病診連携システムにおいて、クリニック側は医療安全対策をどのように行っているのだろうか。高安医師にいくつかのポイントを挙げてもらった。
(1)提携病院との信頼関係は不可欠 病診連携が活発化する中で、開放型病床を積極的に活用しようという病院は多い。しかし院内で開業医が診察することに対して病院スタッフの抵抗感が強い場合もあり、うまくいかないケースもある。高安医師の場合、開業する前からIVR専門医として提携病院の診療に参加し、病院スタッフとは顔なじみを超えた信頼関係が築いてきたという。高安医師は「患者が絡むことについては病院スタッフに言うべきことは言う。逆に不満を含めた意見も聞きたい」と話す。
その結果、活発な意見交換もなされている。例えば、個々の患者のインフォームドコンセントのための治療方針説明はクリニックの外来でまず行われるが、さらに開放型病床入院後あらためて病院スタッフの医師・看護師とともに行い、チームとして情報を共有しディスカッションを欠かさない。IVR室では、施術前に看護師・技師と具体的な治療方針やリスクについて事前の打ち合わせと検討を行う。必要な器具の発注は担当のコ・メディカルが独自に行うシステムが確立している。この病診連携が発足した翌年には、ふたつの提携病院が相次いで「より安全で高度なIVRを行うために、最新鋭のデジタルアンギオグラフィーシステムを設置する」ことに踏み切った。「各病院の協力によって、患者にいい医療を安全に提供することが可能になっている」と高安医師は言う。

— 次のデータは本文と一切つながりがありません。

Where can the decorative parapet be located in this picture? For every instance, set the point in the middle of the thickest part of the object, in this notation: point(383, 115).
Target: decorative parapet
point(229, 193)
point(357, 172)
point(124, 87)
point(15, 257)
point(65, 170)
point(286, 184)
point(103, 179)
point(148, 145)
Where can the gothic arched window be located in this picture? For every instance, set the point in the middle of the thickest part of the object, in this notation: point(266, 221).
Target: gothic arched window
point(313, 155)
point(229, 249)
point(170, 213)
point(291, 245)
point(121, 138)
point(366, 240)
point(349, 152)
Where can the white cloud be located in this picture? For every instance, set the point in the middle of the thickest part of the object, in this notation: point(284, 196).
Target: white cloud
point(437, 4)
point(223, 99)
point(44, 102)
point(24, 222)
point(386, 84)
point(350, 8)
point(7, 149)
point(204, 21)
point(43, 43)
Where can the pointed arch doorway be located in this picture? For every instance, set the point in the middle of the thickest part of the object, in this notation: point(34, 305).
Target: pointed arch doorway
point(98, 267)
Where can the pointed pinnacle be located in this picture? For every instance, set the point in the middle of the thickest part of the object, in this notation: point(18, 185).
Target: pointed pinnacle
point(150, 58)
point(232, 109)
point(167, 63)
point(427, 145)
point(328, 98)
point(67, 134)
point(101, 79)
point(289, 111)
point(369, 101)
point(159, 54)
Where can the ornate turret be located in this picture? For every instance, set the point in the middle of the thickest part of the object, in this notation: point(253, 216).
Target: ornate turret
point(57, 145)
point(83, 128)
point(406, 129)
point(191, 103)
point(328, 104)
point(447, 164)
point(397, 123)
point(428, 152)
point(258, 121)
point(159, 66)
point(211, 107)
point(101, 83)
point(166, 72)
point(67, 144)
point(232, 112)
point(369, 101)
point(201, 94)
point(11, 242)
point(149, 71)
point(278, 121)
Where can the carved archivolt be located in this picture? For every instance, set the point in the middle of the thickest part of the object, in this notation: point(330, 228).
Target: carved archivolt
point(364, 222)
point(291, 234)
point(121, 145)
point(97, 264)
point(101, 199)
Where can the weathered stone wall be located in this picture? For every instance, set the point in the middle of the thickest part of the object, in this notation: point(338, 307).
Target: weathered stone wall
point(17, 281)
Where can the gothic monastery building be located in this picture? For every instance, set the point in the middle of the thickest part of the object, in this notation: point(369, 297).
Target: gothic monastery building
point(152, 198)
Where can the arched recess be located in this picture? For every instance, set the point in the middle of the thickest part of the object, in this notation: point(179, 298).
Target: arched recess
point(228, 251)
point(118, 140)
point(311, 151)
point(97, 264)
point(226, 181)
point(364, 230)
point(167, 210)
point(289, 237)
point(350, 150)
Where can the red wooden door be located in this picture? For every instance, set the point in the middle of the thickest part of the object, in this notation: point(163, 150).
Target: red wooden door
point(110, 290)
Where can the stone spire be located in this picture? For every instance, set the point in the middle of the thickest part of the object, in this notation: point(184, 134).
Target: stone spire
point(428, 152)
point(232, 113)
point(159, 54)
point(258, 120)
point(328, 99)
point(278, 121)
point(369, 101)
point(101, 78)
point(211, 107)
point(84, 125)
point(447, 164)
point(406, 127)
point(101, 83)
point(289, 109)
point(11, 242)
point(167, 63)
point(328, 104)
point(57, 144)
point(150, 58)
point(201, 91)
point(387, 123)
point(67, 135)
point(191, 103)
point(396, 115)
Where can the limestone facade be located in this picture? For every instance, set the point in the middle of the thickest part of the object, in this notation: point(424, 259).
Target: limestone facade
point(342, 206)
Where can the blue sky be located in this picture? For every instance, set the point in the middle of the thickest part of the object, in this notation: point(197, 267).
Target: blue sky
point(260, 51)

(2)病診間で患者情報を交換できる環境を用意する 開業時には提携病院と電子情報交換を行うことができる環境を整えた。電子カルテを導入したほか、クリニックで行うヘリカルCTやエコーなどの画像はすべてDICOM(digital imaging and communications in medicine)規格でデジタル保存できるようにした。クリニックにある患者情報を提携病院で容易に取り出すことが出来、病院の医師と情報交換もしやすくなっている。逆に、提携病院で行ったIVRの画像もオフ・ラインでクリニックに保管することができ、患者に対して、治療効果や2回目以降のIVRの説明に有効性を発揮している。

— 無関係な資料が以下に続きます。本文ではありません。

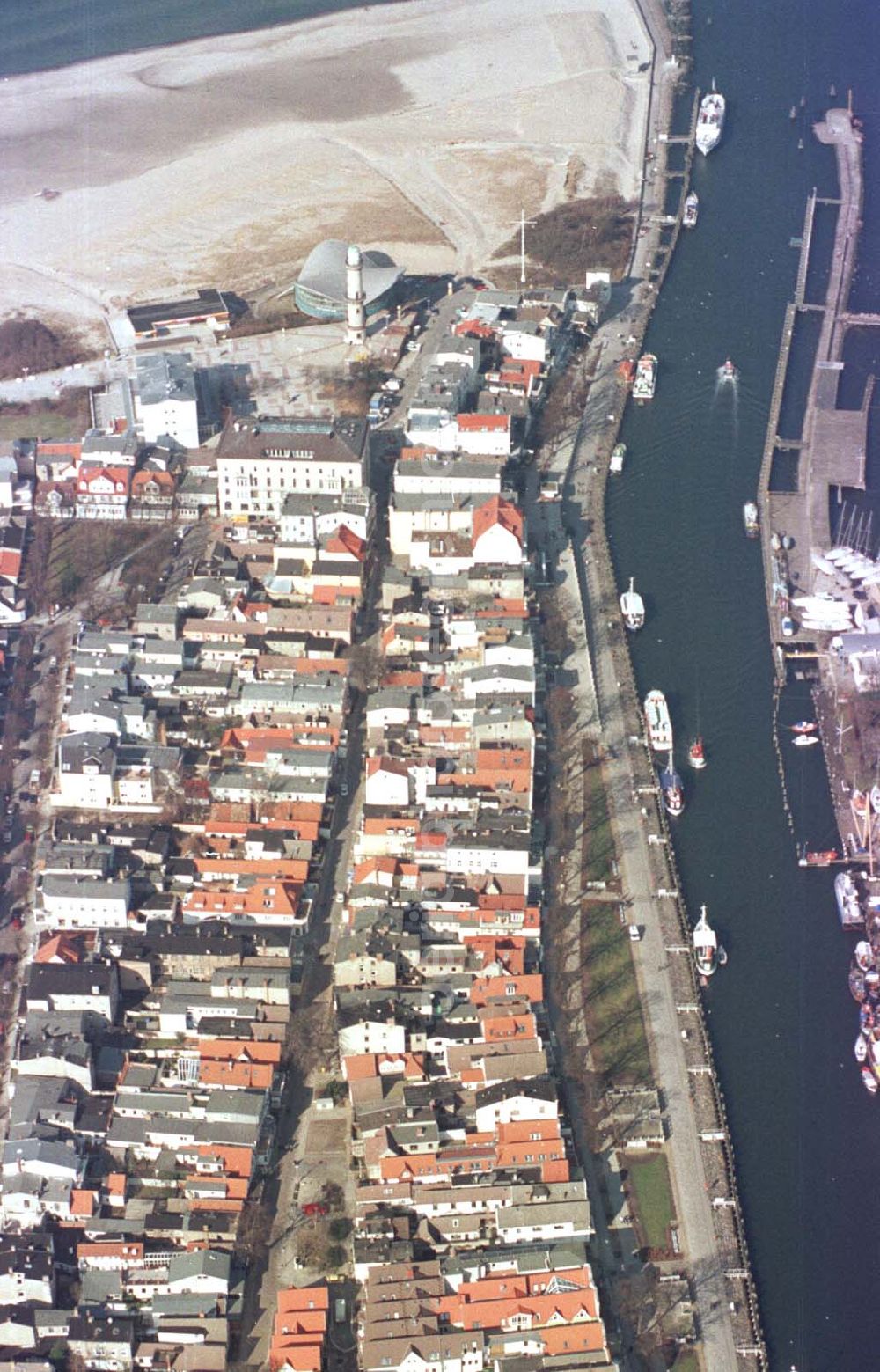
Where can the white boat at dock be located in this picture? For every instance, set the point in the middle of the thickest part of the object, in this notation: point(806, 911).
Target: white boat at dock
point(632, 606)
point(846, 895)
point(708, 954)
point(710, 121)
point(658, 722)
point(646, 382)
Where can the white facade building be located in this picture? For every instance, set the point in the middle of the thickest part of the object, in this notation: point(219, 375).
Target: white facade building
point(260, 463)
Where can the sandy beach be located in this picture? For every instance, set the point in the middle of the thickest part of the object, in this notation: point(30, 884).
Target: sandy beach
point(419, 128)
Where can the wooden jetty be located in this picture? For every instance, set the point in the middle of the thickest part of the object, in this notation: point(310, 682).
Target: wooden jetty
point(832, 446)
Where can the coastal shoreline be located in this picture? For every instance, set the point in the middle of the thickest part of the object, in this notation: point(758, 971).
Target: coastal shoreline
point(224, 161)
point(169, 44)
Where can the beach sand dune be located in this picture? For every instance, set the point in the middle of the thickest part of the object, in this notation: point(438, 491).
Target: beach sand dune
point(422, 129)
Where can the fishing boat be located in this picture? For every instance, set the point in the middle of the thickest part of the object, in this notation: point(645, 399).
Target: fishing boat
point(646, 382)
point(710, 121)
point(705, 945)
point(846, 895)
point(673, 790)
point(696, 755)
point(658, 722)
point(752, 519)
point(632, 606)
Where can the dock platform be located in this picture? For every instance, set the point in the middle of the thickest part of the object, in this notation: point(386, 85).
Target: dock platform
point(832, 446)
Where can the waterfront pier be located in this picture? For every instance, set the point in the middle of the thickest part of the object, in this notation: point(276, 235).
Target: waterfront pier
point(831, 451)
point(710, 1225)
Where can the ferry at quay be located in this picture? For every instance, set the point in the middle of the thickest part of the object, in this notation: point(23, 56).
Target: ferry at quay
point(710, 121)
point(658, 722)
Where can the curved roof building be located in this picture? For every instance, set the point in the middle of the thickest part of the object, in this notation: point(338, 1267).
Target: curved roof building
point(321, 286)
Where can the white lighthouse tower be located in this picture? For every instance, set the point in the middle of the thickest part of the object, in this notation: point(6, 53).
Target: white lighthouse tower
point(356, 309)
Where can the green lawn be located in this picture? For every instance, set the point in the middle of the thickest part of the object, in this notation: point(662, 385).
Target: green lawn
point(615, 1025)
point(598, 839)
point(652, 1194)
point(68, 417)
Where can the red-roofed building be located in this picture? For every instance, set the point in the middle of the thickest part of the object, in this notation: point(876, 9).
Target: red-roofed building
point(299, 1330)
point(485, 435)
point(497, 534)
point(103, 491)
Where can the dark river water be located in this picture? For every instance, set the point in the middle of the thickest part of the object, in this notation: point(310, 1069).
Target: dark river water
point(806, 1134)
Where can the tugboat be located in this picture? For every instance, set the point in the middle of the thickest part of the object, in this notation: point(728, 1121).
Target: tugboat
point(696, 755)
point(646, 382)
point(706, 952)
point(673, 790)
point(658, 722)
point(632, 606)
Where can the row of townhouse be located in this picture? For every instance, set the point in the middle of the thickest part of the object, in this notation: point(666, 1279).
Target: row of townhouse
point(473, 1222)
point(149, 1060)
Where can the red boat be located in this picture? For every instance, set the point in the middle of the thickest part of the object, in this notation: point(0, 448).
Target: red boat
point(823, 859)
point(696, 753)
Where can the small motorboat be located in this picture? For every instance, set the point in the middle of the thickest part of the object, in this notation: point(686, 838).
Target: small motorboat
point(818, 859)
point(864, 955)
point(696, 755)
point(857, 986)
point(673, 790)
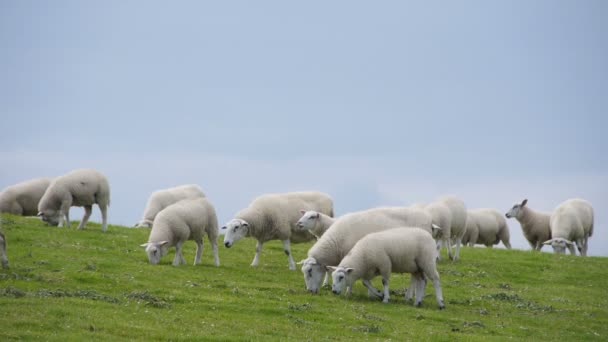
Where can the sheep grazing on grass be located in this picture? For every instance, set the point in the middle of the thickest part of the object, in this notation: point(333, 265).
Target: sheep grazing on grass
point(23, 198)
point(534, 224)
point(486, 227)
point(274, 217)
point(161, 199)
point(3, 254)
point(350, 228)
point(571, 223)
point(79, 188)
point(397, 250)
point(315, 222)
point(188, 219)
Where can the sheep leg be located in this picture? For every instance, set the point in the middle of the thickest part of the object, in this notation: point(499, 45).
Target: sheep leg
point(258, 252)
point(104, 216)
point(385, 284)
point(287, 249)
point(88, 209)
point(371, 290)
point(199, 251)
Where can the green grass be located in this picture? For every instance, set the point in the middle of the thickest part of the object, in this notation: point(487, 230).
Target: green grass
point(65, 284)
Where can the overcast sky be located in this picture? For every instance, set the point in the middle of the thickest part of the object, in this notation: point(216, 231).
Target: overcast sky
point(376, 103)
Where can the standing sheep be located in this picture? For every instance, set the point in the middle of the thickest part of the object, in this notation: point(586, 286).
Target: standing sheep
point(534, 224)
point(3, 254)
point(79, 188)
point(571, 222)
point(350, 228)
point(397, 250)
point(486, 227)
point(23, 198)
point(161, 199)
point(315, 222)
point(185, 220)
point(274, 217)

(3)自分の目と手の届く範囲にしぼって診療する たかやすクリニックのスタッフは、高安医師のほか、看護師や診療助手など4名のみだ。
「人手を要するIVRの施術や入院は開放型病床を利用しているので、クリニックは最小限の人数のスタッフで運営し、検査なども自分自身が行っています。スタッフをしぼった理由はコストの問題が一番ですが、開業医の場合はスタッフの数を多くすれば安全管理が行き届くとは言い切れない。むしろ不慣れなスタッフを数多く抱えることで注意が散漫になり、事故などのリスクを増加させてしまう危険もあります」
高安医師が考える「より安全にクリニックを運営するコツ」は、自分自身で確認できる範囲にとどめるということ。こうすることで、患者と接する時間が増える。顔を見て話をする中で状態をより正確に把握することもできるし、注意してほしい点なども各々の患者に合わせた伝え方ができるという。
(4)開業医もつねに新しい情報を得る努力を 医学上の知識にしても、あらゆる設備や機器にしても進歩のスピードは非常に速い。ところが個人開業の医師の場合、最新の情報を入手するには自助努力の面が少なくない。しかも新しい治療技術や機器の情報をキャッチしても使いこなせなければ意味がなくなってしまう。以前、高安医師は年に10回以上の内外の学会に参加してさまざまな情報を得、また発信していたが、開業後は医師一人の体制でクリニックを切り盛りしているため、なかなか時間が取れなくなった。それでも学会や研究会に所属し、可能な限り参加することだけでなく、役員としての務めも果たしている。医薬品医療機器総合機構専門委員や厚生労働省班研究、医師会理事など公的な仕事もこなす。仲間の医師たちとの交流で、少しでも最新の情報やトレンドに接しておこうという狙いもあるという。